The relative simplicity of our serial sevens task in a well-educated cohort (participants had one more year of formal education than the German national average; 14.2 vs 13.2 years48) may explain why no increase in non-directional ASI was observed in this study, although mean dual task costs of 42% were in line with those reported previously in older cohorts. Although the mean MoCA score in our cohort, at 25.1, was below that formally defined as indicating mild cognitive impairment (26/30)49, large, real-world studies in similar, healthy cohorts reported mean scores of 23–2650,51,52 and suggest that this cut-off value is too strict. Success in serial subtraction tasks is known to be more reflective of calculation skill than concentration53 and the participants may not have been sufficiently challenged by the task for much interference with ASI to manifest24. The significant shift towards more rightward dASI under the serial sevens task is difficult to account for. Serial subtraction task may act in some individuals as a rhythmic cue, promoting more symmetrical arm swing (i.e. less positive, mean dASI) through entrainment of gait parameters with the articulation of the response. Rhythmic stimuli are able to entrain temporal gait parameters and produce more symmetrical walking in healthy individuals54 and PD55 and stroke patients56. This cuing phenomenon may be stronger when walkers are able to set their own pace in overground, as opposed to treadmill, locomotion, perhaps explaining the divergence of the results in this cohort from those in previous treadmill studies.

Switching from normal walking to the fast walking condition did not influence ndASI or dASI in our cohort, in keeping with prior findings. While arm swing amplitude increases with gait velocity15,16,24, left and right tend to do so in concert, resulting in stable ASIs16.

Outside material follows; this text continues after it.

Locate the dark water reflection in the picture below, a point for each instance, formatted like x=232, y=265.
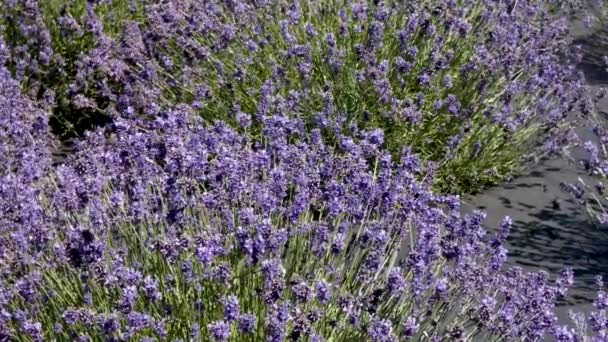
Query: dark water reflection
x=594, y=46
x=551, y=230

In summary, more research is needed into the effect of the commonly-employed cognitive dual-tasks on healthy overground walkers. Standardisation of cognitively-demanding dual-tasks would greatly aid this endeavour. The Stroop task appears to have a stronger and more predictable effect on ASI15, particularly when stimulus presentation frequency is pseudorandomised to avoid entrainment effects7,17.

Prodromal markers of degenerative movement disorders capable of reliably distinguishing disease from normal aging would be of great utility, allowing early diagnosis and treatment in common, burdensome conditions. Non-directional ASI has formed the basis of initial attempts to develop arm swing metrics of use in diagnosis and treatment response in PD. Here, it was associated with the number of PD prodromal factors in an at-risk cohort representative of clinical practice, although it may be susceptible to gender effects. dASI appears to be more sensitive to aspects related to cognitive-motor interference such as dual-tasking, aging and education. Focussed protocols examining the incidence, evolution and response to dual-tasking of dASI in early PD may result in a useful, cheap and robust metric for early diagnosis. We encourage researchers in this field to report both dASI and ndASI and, for those examining overground walking, to formally record turning tendencies57 to better understand the relationship of these lateralised behaviours.

Conclusion

We report three key findings in this large cohort of relevance to clinicians and researchers investigating movement disorders in the older population. Firstly, a marked degree of left-dominant arm swing is the norm in overground human walking, irrespective of locomotor task. Secondly, these data conclusively reveal handedness to be unrelated to arm swing in healthy populations, suggesting environmental/cultural factors or an unexplained innate laterality bias independent of handedness as possible explanations. Finally, directional ASI is apparently more sensitive to cognitive dual-task effects than its absolute, non-directional counterpart, although different dual-tasks appear to cause different directional responses and the mechanisms and influence of cognitive factors in this response remain unclear. Future research should use cognitively demanding, standardised dual-task paradigms to investigate this interesting parameter which may have utility in diagnosis, monitoring and treatment evaluation in neurodegenerative movement disorders.